- Born: 1962 (age 63–64) Berlin, Germany
- Website: susanhefuna.com

= Susan Hefuna =

German-Egyptian artist (born 1962)

Susan Hefuna (Arabic: سوزان حفونه) is a German-Egyptian visual artist. She works in a variety of media, including drawing, photography, sculpture, installation, video and performance. She lives and works between Cairo, Egypt, and Germany.

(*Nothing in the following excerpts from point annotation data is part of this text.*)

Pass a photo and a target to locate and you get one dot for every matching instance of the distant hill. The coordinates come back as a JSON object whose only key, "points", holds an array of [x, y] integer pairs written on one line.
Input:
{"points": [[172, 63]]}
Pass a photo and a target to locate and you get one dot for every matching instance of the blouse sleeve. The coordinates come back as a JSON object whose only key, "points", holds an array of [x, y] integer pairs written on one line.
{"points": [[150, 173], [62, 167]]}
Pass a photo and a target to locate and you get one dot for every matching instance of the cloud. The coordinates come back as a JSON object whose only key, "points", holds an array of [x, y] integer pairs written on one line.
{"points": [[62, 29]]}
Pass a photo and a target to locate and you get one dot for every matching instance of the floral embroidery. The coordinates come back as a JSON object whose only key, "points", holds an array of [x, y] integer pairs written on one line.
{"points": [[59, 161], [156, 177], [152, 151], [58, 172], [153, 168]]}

==Early life and education==
Hefuna was born in Berlin, Germany, in 1962 to an Egyptian father and a German mother. Hefuna spent the first eight years of her life in Egypt, and later moved to Graz, Austria, to be closer to her mother's family. In 1992, she attained a post-graduate degree from the Institute for New Media at the Städelschule in Frankfurt, Germany, under Peter Weibel.

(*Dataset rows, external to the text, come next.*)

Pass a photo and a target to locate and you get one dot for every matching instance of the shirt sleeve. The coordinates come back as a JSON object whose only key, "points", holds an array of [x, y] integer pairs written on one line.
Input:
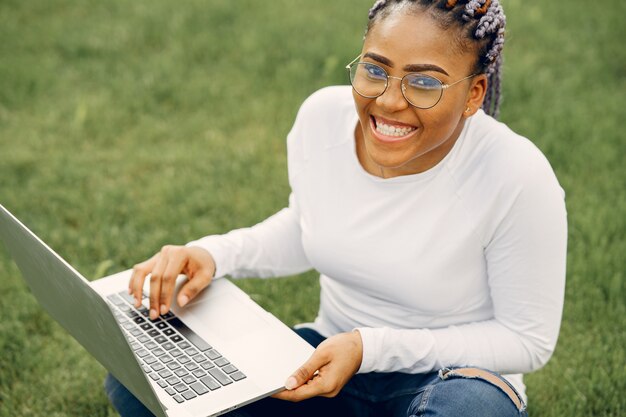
{"points": [[270, 248], [526, 261]]}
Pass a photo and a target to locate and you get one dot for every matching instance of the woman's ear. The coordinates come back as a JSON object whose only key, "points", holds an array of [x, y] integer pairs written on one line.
{"points": [[476, 94]]}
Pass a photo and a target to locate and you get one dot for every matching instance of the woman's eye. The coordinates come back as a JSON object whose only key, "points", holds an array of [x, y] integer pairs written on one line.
{"points": [[423, 82], [375, 72]]}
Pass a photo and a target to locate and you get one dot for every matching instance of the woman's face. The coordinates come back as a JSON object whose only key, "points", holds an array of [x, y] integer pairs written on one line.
{"points": [[403, 43]]}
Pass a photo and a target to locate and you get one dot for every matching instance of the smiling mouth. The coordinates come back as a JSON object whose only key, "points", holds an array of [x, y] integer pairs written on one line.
{"points": [[388, 131]]}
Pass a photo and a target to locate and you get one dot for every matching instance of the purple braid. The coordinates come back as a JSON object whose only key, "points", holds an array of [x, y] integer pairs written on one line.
{"points": [[483, 24]]}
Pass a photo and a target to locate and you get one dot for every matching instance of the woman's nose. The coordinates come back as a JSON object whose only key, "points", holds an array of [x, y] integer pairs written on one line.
{"points": [[393, 99]]}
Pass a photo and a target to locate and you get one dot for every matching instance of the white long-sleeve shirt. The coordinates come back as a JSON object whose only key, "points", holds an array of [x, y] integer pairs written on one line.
{"points": [[463, 264]]}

Hefuna connects her Egyptian and German roots in her work, using the urban imagery, typography and traditions of both to build a bridge between the two cultures.

==Work==
Hefuna's drawings generally employ Indian ink for works consisting of more than one layer; for works of a single layer she usually uses watercolor.

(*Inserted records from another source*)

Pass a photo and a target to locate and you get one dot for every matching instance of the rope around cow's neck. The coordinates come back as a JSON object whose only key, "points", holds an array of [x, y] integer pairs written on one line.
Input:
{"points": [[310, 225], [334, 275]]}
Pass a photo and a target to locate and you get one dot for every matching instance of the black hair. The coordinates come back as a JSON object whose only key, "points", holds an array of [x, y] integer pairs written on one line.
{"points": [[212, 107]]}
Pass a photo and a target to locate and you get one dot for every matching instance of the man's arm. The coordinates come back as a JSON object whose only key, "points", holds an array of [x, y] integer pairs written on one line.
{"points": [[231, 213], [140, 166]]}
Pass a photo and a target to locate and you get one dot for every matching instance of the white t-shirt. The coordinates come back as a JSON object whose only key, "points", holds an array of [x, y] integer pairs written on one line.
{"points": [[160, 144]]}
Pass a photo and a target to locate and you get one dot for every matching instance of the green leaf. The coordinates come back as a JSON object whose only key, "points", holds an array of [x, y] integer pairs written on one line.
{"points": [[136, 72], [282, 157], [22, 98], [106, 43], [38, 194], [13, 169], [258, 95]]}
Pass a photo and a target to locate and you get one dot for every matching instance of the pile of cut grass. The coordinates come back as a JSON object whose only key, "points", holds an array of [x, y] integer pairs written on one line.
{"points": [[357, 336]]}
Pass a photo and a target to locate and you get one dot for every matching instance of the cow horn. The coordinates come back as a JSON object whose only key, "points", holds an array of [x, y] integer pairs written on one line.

A recurring theme in her work is the mashrabiya screen, the wooden or stone lattice-work screen that features in traditional Egyptian architecture.

These screens first appeared in Hefuna's drawings in 1990 and her photographs taken with a pinhole camera. In 2008 Hefuna had a solo exhibition of her work, entitled On the Edgware Road, at the Serpentine Galleries, which drew heavily from the recent Arab Spring uprisings. In 2009 around 300 of her ink and pencil drawings on layered tracing paper were exhibited in the Giardini and the Arsenale venues at Fare Mondi, at the 53rd Venice Biennale. Her projects are documented in the Trilogy Pars Pro Toto by editor Hans Ulrich Obrist published by Kehrer.

==Exhibitions==
Hefuna's work was shown on several occasions in the UK: starting at Bluecoat Gallery in Liverpool (2004), and with Rose Issa Projects (2008-2014) in 2014 in the "Here and Elsewhere" exhibition at the New Museum in New York. Her work has also been exhibited at the Sharjah Biennale, in the Townhouse Gallery in Cairo, and in venues in London, Brussels, Vienna, Beirut, Dubai and Istanbul.

==Criticism==
In a review of Hefuna's exhibition, "Navigation X Cultural," at the South African National Gallery in Cape Town, Tracy Murinik said, "Hefuna articulates a complex web of physical references in her construction of this immense and quite astonishing palmwood structure," and praised her "immaculately dense drawings" and "bold digital prints and photographs."

==Awards==
In 1998, Hefuna was awarded the International Award at the Cairo Biennial. In 2013 she was awarded the Contemporary Drawing Prize by the Daniel and Florence Guerlain Foundation in Paris.

==Art market==
Hefuna is currently represented by Pi Artworks in London and Istanbul and the Rhona Hoffman Gallery in Chicago.